For some time, artificial intelligence, with Machine Learning techniques, has become a useful tool in many application domains, from image recognition to medical diagnostics. For some time, artificial intelligence ( AI ), with Machine Learning techniques (ML, machine learning), has become a useful tool in many application domains, from image recognition to medical diagnostics. However, AI experts often ignore how many and what applications are foreseen for this technology in developing future 6G networks. Instead, new generations of telecom engineers need a learning foundation, and AI experts need to turn to the telecom industry. Where will AI apply specifically in 6G? What problems will it have to offer a solution to?

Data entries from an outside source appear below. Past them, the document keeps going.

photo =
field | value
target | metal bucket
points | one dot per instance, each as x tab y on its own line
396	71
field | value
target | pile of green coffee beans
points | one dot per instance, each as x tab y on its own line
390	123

The 6G, like previous generations, will consist of mobile devices and objects ( things ), base radio stations and a network infrastructure that will connect the devices to the cloud and the Internet. The AI will play a fundamental role in each of these segments, operating on the devices’ data and the signals exchanged between the network nodes. Let’s start from the application side and then from the data produced by the devices. The use of AI for their analysis when the data are in huge quantities ( big data analytics ) or you want to obtain information that cannot be extracted with heuristic techniques is not a novelty introduced with 6G. On this front, industrial automation, for example, will require maintenance prediction applications that will extensively use ML techniques. Connected cars, with dozens of multimedia sensors producing huge amounts of data, will rely on ML algorithms for their analysis.
And The Network?
As anticipated in the first issue of this column, AI will be at the heart of the 6G network, in the sense that AI-based algorithms will make all decisions on how to use computing and communication resources. In particular, the SON (Self Organizing Network) paradigm, known for some time in the scientific field but never applied in-depth, requires the network to optimize its configuration, acting on thousands of different parameters in real-time and autonomously. AI, particularly Multi-Agent Reinforcement Learning (MARL), plays a very important role here. The writer believes that the enormous amount of configurable parameters in 6G networks can only be addressed with techniques such as MARL, which learns from the environment (environment) and aims to optimize a reward, intervening with suitably designed agents (neural networks).
The Base Radio Stations
We come to the base radio stations, which exchange signals with mobile devices. The choice of the transmission signal format and the extraction of information from the received one will be able to use AI to produce decisions supported by the experience acquired in the learning phases. In this case, it may be useful for nearby base stations to exchange information on the environment they explore so that each can optimize their choices based on the experiences of the others. A technique extensively studied in recent years is Transfer Learning; in this case, a model trained on one neural network can be transferred to another to start executing a different task.
Finally, mobile devices and things. Think, for example, of objects that have to carry out a single task in a shared and collaborative way; it is useful that the neural networks resident on them periodically share the status of their parameters with a centralized body (which could be the radio base station) which processes the received models, integrates them and re-sends new configurations to the objects ( Federated Learning ). Depending on the complexity of the neural networks involved, these exchanges can impose the sending of tens of MBytes with very high frequency (e.g., every 10 ms). Minimizing the amount of information necessary to describe the state of a neural network is a very important goal requiring specific skills.